A Roark spokeswoman declined to comment. Inspire Brands spokesman Christopher Fuller said that while Inspire itself did not apply for funds, franchise owners were using it appropriately to preserve jobs and income for employees.

“The program was designed to help independently owned and operated restaurants, whether or not they are affiliated with a broader franchise system,” Fuller said in a statement. “The funds from the program helped restaurants stay economically viable and keep people employed during an incredibly difficult time. We support efforts that benefit independently-owned and operated restaurants, whether or not they are affiliated with a broader franchise system.”


PPP is still broadly viewed as having successfully provided billions in funds to employees of small businesses, staving off deeper economic pain early in the pandemic. Congress and the Trump administration have made a series of changes since the program began last spring in order to ensure that big businesses and Wall Street banks don’t take advantage of the program at the expense of independent small businesses.
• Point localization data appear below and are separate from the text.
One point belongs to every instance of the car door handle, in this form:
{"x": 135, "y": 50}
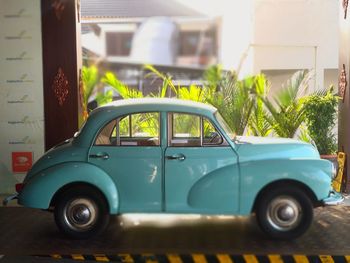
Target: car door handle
{"x": 103, "y": 156}
{"x": 179, "y": 157}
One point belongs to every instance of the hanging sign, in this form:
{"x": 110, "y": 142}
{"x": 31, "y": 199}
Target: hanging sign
{"x": 342, "y": 83}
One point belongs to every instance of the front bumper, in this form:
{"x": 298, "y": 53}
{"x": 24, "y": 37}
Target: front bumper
{"x": 9, "y": 198}
{"x": 334, "y": 198}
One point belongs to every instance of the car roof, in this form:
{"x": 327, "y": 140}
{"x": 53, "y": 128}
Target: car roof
{"x": 101, "y": 115}
{"x": 158, "y": 104}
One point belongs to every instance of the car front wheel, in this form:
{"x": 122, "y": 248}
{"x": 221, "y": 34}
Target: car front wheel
{"x": 284, "y": 213}
{"x": 81, "y": 213}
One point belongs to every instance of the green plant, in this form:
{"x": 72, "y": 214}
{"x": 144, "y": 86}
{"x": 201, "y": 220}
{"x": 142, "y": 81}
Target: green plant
{"x": 91, "y": 82}
{"x": 287, "y": 108}
{"x": 231, "y": 96}
{"x": 90, "y": 79}
{"x": 258, "y": 124}
{"x": 321, "y": 114}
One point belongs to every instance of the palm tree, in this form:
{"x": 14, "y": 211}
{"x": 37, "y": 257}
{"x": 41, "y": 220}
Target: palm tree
{"x": 258, "y": 125}
{"x": 287, "y": 108}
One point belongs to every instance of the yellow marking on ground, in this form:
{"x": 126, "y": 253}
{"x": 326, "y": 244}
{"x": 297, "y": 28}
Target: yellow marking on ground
{"x": 150, "y": 258}
{"x": 224, "y": 258}
{"x": 250, "y": 259}
{"x": 78, "y": 257}
{"x": 126, "y": 258}
{"x": 300, "y": 259}
{"x": 199, "y": 258}
{"x": 173, "y": 258}
{"x": 275, "y": 258}
{"x": 326, "y": 259}
{"x": 101, "y": 258}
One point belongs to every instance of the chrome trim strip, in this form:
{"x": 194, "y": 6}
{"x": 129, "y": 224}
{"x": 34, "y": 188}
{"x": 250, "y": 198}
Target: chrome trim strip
{"x": 9, "y": 198}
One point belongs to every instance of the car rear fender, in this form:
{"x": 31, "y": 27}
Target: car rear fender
{"x": 41, "y": 188}
{"x": 257, "y": 175}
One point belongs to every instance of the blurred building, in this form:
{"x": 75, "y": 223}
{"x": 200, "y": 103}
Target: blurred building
{"x": 273, "y": 37}
{"x": 122, "y": 36}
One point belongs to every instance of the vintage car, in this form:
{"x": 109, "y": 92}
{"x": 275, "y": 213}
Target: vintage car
{"x": 175, "y": 156}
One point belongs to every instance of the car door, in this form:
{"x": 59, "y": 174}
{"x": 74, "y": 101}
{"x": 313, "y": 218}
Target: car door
{"x": 201, "y": 170}
{"x": 128, "y": 149}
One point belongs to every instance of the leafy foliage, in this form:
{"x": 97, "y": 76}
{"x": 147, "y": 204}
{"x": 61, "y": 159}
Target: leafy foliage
{"x": 90, "y": 79}
{"x": 233, "y": 99}
{"x": 287, "y": 109}
{"x": 124, "y": 91}
{"x": 321, "y": 113}
{"x": 258, "y": 124}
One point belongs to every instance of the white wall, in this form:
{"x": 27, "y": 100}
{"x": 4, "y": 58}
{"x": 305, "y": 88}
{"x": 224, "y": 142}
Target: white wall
{"x": 296, "y": 34}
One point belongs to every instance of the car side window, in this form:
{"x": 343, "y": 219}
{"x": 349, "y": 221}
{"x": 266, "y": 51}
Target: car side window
{"x": 189, "y": 130}
{"x": 138, "y": 129}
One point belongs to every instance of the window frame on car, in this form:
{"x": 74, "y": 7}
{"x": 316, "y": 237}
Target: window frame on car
{"x": 116, "y": 128}
{"x": 171, "y": 137}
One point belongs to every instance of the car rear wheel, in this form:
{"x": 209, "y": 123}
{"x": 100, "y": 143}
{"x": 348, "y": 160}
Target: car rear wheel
{"x": 284, "y": 213}
{"x": 81, "y": 212}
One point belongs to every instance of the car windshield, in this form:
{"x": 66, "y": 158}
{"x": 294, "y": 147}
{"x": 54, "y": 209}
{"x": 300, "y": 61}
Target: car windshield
{"x": 225, "y": 126}
{"x": 78, "y": 132}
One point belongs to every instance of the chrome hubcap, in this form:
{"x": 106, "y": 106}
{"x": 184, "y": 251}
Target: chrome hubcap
{"x": 284, "y": 213}
{"x": 80, "y": 214}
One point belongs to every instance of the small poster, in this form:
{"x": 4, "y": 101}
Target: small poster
{"x": 22, "y": 162}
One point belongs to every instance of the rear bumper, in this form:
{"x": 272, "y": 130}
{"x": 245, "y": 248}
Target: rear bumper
{"x": 334, "y": 198}
{"x": 9, "y": 198}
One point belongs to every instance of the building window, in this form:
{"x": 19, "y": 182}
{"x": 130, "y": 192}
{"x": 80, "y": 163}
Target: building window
{"x": 118, "y": 43}
{"x": 189, "y": 41}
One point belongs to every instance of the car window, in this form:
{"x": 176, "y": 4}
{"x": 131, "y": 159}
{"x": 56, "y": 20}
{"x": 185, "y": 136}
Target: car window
{"x": 139, "y": 129}
{"x": 189, "y": 130}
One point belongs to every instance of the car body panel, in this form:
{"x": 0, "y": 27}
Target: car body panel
{"x": 255, "y": 175}
{"x": 41, "y": 188}
{"x": 137, "y": 171}
{"x": 203, "y": 183}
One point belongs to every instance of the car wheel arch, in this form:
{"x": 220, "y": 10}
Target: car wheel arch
{"x": 289, "y": 183}
{"x": 69, "y": 186}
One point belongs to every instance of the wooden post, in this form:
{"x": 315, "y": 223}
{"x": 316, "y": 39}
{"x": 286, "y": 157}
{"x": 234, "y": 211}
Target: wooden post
{"x": 61, "y": 67}
{"x": 344, "y": 73}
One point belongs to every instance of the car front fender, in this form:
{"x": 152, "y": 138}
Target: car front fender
{"x": 40, "y": 189}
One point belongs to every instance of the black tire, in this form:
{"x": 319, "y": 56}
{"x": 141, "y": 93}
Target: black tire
{"x": 81, "y": 212}
{"x": 284, "y": 213}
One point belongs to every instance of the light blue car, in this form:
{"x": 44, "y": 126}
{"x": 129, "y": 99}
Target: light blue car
{"x": 175, "y": 156}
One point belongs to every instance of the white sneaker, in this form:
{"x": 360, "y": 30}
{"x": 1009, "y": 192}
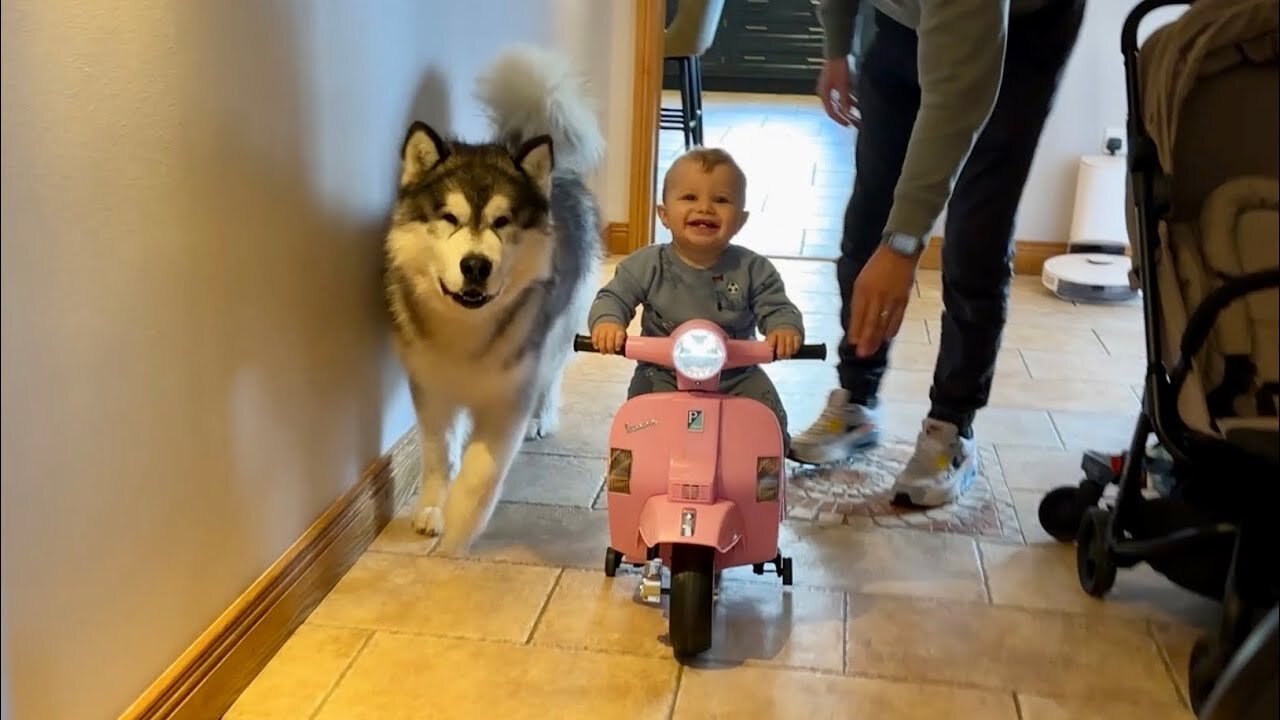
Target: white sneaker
{"x": 839, "y": 433}
{"x": 942, "y": 468}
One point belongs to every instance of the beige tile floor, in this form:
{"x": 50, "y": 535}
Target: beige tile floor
{"x": 882, "y": 624}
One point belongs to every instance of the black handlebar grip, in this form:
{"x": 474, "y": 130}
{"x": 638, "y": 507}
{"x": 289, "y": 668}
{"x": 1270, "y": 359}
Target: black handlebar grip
{"x": 810, "y": 352}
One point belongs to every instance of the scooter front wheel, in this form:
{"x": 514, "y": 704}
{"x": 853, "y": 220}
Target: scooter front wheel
{"x": 690, "y": 604}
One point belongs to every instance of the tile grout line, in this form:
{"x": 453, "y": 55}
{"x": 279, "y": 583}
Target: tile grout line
{"x": 675, "y": 695}
{"x": 986, "y": 575}
{"x": 1025, "y": 364}
{"x": 1170, "y": 671}
{"x": 1057, "y": 431}
{"x": 342, "y": 675}
{"x": 547, "y": 604}
{"x": 845, "y": 638}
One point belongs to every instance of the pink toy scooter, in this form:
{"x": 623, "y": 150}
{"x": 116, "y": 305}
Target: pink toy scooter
{"x": 695, "y": 478}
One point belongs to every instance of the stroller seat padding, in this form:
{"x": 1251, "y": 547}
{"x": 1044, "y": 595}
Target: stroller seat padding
{"x": 1232, "y": 387}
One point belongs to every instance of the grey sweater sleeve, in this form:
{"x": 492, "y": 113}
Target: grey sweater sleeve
{"x": 618, "y": 299}
{"x": 836, "y": 18}
{"x": 960, "y": 58}
{"x": 769, "y": 301}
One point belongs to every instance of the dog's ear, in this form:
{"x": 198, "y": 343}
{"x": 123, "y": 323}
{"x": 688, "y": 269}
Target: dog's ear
{"x": 536, "y": 159}
{"x": 421, "y": 151}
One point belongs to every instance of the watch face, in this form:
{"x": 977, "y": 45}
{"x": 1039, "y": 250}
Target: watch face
{"x": 904, "y": 244}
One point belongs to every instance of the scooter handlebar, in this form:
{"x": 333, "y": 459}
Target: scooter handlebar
{"x": 814, "y": 351}
{"x": 583, "y": 343}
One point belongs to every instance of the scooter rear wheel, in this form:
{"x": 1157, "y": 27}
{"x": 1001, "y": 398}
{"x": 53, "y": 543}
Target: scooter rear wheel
{"x": 691, "y": 600}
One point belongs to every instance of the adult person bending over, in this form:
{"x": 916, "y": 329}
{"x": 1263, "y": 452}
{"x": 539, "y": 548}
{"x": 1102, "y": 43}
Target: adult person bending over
{"x": 952, "y": 96}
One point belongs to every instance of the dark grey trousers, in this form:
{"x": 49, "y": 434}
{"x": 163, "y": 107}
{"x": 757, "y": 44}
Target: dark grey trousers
{"x": 977, "y": 256}
{"x": 739, "y": 382}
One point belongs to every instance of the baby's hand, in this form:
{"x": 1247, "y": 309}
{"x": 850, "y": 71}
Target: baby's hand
{"x": 785, "y": 342}
{"x": 608, "y": 337}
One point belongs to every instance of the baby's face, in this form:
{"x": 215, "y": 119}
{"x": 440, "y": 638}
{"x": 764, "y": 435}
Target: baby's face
{"x": 703, "y": 209}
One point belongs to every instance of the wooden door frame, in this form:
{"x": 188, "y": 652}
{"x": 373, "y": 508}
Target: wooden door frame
{"x": 645, "y": 105}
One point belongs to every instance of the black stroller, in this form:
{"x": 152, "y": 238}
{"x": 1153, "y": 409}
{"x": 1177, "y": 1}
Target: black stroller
{"x": 1205, "y": 218}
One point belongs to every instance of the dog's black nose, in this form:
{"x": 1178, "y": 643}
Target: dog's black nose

A third round of PPP funds totaling $284 billion began Jan. 15, with the program opening initially only to lenders with less than $1 billion in assets under management. Borrowers who received funds from the program previously may receive another round of funds, but borrowers receiving a second loan must have no more than 300 employees.

Another change is that all borrowers this time around must show they experienced a 25 percent or more reduction in revenue in 2020 compared to 2019.

That provision should bar some companies that have fared well during the pandemic, such as fast food restaurants with drive-through lanes, from receiving money while hotels, gyms and other businesses that have suffered steep revenue losses may still be eligible.